The following year he exhibited at the “I Exhibition of artistic stained glass”, where his collaboration with the artisan Cesare Picchiarini originated. From 1912 to 1949 he taught pictorial, ornate, decoration, set design and engraving technique. Promoter of the Roman Secession, he exhibits furniture, stained glass windows, paintings and furnishes some rooms. Between 1913 and 1915 he was responsible for reorganizing the National Gallery of Modern Art, planning some preparations. Re-qualifies the relationship between project and realization by participating in the International Exhibition of Monza (1923). He is called to direct the artistic section of the Treccani Encyclopedia.
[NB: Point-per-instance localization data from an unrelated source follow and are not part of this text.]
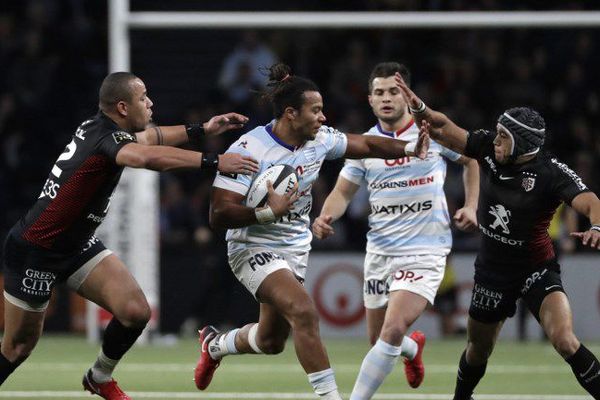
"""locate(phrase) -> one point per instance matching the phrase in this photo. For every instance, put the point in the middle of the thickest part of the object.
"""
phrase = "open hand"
(423, 142)
(589, 238)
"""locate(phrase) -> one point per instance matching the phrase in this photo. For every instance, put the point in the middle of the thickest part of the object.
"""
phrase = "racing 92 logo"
(397, 161)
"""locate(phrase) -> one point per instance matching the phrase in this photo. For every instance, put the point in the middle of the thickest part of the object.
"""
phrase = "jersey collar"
(398, 132)
(269, 129)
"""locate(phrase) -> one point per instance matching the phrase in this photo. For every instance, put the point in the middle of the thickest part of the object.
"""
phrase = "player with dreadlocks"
(521, 187)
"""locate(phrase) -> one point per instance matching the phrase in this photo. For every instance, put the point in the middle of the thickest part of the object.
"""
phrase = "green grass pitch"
(516, 370)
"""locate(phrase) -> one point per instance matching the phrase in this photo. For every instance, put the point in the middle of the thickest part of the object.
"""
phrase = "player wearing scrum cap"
(521, 188)
(268, 247)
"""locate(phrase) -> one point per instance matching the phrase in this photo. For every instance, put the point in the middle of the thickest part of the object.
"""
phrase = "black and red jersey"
(76, 195)
(516, 204)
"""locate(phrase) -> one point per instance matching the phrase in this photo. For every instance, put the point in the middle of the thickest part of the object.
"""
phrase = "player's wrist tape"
(194, 131)
(264, 215)
(209, 161)
(409, 148)
(419, 109)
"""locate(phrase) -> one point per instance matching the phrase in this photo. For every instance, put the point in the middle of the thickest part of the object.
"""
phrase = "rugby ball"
(283, 177)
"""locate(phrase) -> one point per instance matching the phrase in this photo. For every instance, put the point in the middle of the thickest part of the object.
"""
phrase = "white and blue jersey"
(291, 231)
(409, 213)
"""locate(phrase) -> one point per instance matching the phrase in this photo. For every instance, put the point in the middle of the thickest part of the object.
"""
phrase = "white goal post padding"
(142, 201)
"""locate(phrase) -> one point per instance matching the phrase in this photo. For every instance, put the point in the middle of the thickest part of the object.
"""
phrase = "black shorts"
(31, 272)
(494, 303)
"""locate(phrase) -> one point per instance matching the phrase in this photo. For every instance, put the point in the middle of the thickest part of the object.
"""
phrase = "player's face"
(310, 117)
(502, 145)
(139, 109)
(386, 100)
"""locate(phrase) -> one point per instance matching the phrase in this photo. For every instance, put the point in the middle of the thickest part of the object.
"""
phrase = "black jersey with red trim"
(76, 195)
(516, 204)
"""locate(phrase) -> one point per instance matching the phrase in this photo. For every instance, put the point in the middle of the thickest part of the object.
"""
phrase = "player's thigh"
(22, 329)
(481, 337)
(375, 318)
(404, 308)
(282, 290)
(272, 324)
(555, 315)
(110, 285)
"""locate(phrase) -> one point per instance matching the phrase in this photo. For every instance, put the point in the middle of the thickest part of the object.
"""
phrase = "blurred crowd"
(53, 56)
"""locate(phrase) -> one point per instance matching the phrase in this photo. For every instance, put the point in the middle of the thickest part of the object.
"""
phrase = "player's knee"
(566, 344)
(304, 316)
(18, 351)
(480, 350)
(135, 314)
(393, 333)
(272, 345)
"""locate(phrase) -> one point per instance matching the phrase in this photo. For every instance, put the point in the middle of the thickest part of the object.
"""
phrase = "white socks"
(103, 368)
(409, 347)
(223, 345)
(376, 366)
(323, 383)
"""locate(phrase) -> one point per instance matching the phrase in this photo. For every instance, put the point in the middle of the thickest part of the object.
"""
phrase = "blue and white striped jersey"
(292, 231)
(409, 213)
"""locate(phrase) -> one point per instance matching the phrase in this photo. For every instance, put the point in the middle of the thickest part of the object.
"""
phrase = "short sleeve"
(336, 143)
(238, 183)
(354, 171)
(450, 154)
(566, 184)
(111, 143)
(480, 143)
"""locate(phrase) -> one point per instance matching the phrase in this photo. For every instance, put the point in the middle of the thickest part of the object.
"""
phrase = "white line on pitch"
(286, 368)
(194, 395)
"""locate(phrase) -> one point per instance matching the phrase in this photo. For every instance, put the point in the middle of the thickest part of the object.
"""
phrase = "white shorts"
(421, 274)
(252, 265)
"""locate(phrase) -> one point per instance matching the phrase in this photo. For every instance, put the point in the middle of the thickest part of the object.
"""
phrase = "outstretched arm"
(179, 134)
(588, 204)
(442, 129)
(366, 146)
(165, 158)
(334, 207)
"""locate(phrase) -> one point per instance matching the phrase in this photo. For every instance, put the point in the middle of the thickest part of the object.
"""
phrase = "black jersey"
(76, 195)
(516, 204)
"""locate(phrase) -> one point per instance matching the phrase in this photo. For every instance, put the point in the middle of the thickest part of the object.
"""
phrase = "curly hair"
(286, 90)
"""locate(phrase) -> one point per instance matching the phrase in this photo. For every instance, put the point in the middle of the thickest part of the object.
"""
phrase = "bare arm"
(465, 218)
(588, 204)
(166, 158)
(442, 130)
(334, 207)
(366, 146)
(227, 210)
(178, 134)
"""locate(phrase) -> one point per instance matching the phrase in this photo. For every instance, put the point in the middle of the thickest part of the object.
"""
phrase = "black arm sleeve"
(111, 143)
(566, 184)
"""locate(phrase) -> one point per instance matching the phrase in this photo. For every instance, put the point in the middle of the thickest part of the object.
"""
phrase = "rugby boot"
(206, 364)
(414, 369)
(108, 390)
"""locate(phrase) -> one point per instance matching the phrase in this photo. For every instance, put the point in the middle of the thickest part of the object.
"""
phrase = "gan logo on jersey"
(120, 136)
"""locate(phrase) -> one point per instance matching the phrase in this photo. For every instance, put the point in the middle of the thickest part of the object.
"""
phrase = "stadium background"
(53, 56)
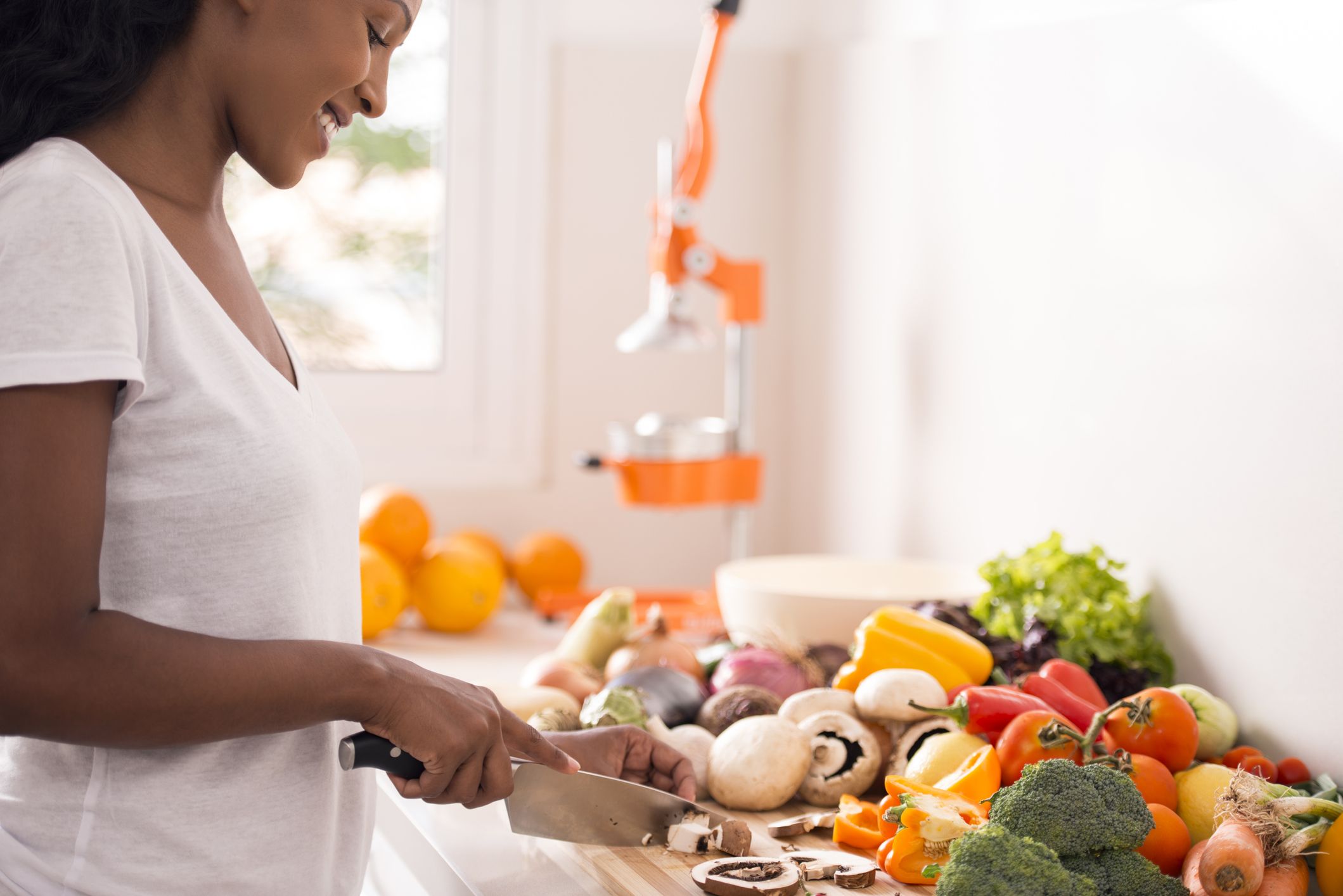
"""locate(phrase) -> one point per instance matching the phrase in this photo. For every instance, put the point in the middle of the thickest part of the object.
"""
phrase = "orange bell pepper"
(977, 778)
(857, 824)
(922, 822)
(877, 648)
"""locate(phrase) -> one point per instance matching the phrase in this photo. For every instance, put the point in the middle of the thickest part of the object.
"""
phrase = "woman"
(179, 577)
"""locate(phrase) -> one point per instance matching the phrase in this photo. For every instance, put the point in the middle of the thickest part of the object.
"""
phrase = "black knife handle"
(367, 750)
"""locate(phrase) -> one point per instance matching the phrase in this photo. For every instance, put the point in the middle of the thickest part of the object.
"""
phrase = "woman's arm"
(75, 674)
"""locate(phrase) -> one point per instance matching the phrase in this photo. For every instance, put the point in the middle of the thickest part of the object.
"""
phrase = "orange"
(1154, 781)
(1167, 843)
(395, 522)
(482, 541)
(547, 561)
(383, 586)
(456, 587)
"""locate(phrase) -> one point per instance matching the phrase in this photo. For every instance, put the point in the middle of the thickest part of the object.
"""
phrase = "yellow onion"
(653, 646)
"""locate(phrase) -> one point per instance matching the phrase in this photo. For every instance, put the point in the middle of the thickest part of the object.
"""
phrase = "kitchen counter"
(457, 850)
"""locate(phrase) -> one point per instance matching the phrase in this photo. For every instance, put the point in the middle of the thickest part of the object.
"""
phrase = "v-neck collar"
(300, 386)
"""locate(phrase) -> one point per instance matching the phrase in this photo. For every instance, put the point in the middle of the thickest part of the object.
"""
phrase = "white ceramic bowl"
(822, 598)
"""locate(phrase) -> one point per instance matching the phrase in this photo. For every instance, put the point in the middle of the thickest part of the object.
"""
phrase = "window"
(347, 260)
(430, 344)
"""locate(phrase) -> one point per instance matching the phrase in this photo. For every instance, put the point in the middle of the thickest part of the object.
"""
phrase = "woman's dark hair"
(66, 63)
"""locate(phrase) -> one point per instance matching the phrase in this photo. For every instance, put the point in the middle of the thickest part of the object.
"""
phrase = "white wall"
(1099, 293)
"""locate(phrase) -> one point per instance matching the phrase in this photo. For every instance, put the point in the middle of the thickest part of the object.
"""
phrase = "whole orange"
(1169, 842)
(383, 587)
(394, 520)
(456, 587)
(547, 561)
(1154, 781)
(482, 541)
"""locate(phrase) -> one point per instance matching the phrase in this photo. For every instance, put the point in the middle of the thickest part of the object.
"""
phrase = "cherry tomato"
(1235, 758)
(1154, 781)
(1164, 727)
(1261, 766)
(1020, 743)
(1292, 771)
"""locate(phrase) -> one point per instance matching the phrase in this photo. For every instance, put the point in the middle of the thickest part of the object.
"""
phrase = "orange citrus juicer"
(669, 463)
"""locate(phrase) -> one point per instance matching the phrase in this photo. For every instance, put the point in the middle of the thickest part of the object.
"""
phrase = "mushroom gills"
(688, 837)
(747, 876)
(848, 871)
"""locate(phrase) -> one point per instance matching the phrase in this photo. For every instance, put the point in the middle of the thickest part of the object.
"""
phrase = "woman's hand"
(629, 753)
(461, 734)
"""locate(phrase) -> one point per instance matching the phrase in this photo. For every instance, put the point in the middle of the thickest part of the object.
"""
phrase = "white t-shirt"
(231, 511)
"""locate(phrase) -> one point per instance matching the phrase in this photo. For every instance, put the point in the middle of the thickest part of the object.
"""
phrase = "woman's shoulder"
(60, 181)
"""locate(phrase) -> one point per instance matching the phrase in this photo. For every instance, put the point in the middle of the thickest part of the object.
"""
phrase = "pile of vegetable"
(1026, 745)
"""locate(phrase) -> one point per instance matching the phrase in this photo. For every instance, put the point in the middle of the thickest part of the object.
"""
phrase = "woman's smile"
(330, 120)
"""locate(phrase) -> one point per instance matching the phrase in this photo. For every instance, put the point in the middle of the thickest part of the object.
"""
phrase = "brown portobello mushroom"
(845, 758)
(732, 704)
(849, 871)
(747, 876)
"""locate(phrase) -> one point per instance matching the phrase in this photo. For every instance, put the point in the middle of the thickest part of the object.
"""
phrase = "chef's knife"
(581, 808)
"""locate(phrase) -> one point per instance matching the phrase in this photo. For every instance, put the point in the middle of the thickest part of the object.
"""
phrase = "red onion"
(763, 668)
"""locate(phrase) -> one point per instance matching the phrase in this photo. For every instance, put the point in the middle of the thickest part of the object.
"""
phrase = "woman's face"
(302, 69)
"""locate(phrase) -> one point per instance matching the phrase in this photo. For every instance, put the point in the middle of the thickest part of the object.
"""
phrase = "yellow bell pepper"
(977, 778)
(878, 648)
(944, 640)
(1328, 863)
(857, 824)
(929, 820)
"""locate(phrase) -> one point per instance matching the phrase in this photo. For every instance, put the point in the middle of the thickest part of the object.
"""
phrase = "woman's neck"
(171, 139)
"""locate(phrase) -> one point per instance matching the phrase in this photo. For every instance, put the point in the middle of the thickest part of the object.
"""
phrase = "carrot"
(1233, 861)
(1285, 879)
(1189, 876)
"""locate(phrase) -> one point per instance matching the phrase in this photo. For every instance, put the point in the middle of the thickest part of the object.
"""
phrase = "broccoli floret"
(1119, 872)
(993, 861)
(1074, 809)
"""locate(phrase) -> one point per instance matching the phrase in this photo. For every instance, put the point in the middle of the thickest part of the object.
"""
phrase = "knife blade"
(594, 809)
(582, 808)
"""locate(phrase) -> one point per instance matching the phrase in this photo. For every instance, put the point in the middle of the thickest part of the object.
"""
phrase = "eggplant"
(667, 692)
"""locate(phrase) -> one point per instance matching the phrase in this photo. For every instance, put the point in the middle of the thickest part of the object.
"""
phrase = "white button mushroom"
(758, 764)
(885, 695)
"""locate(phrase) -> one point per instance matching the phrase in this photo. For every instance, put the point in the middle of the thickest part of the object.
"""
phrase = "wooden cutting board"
(644, 871)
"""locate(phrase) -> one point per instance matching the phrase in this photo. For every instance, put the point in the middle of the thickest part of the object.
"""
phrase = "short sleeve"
(72, 286)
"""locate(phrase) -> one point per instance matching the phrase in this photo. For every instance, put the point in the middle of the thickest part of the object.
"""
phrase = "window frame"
(477, 419)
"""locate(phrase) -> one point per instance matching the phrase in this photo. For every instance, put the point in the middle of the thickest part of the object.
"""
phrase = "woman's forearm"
(119, 681)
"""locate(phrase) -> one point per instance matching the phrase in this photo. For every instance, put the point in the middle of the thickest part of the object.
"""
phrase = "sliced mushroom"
(688, 837)
(731, 837)
(799, 825)
(747, 876)
(849, 871)
(845, 758)
(809, 703)
(913, 738)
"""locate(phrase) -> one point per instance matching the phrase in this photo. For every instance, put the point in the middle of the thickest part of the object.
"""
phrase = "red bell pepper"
(1076, 680)
(987, 708)
(1077, 710)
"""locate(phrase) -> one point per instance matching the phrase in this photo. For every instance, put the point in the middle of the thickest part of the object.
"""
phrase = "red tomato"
(1235, 758)
(1164, 727)
(1154, 781)
(1292, 771)
(1020, 743)
(1261, 766)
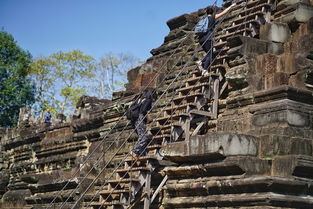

He decorates the G. Eastman Institute, the churches of San Paolo and the Saints Pietro and Paolo, the buildings of the Notariat, the INA and the SIAE. Recurring motifs mark the Grassi’s artistic path: melancholy of the past, inseparable from the greatness of the spirit and the feeling of beauty in art; the theme of ascending to a high area, culminating and closer to the sky that is observed in the humoral changeability of the passing of the clouds, of their thickening and expanding, like shadows of feelings on a human face; the perspective cut where the bottom-up view is preferred; the Roman sunset, livid, tinged with red and sulfur, the moonlight and the nocturnal setting.

Vittorio Grassi

The illustrations follow a pre-Raphaelite line updated in a Déco key, which can be found above all in the forty original watercolors that Grassi created for a prestigious edition of Dante’s “Vita Nova”, published in 1921. It is within this last sensibility that this elegant, at the same time, majestic, squatting female figure, crossed by a sensual languor, accentuated by the transparency of the veil, illuminated by the glow that pervades a profound communion with nature can be inserted. Vittorio Grassi’s vein touches in this remarkable work the timbres of an increasingly boundless mysticism in the fable that cancels any conflict between reality and unreality, in which scene and event are out of time.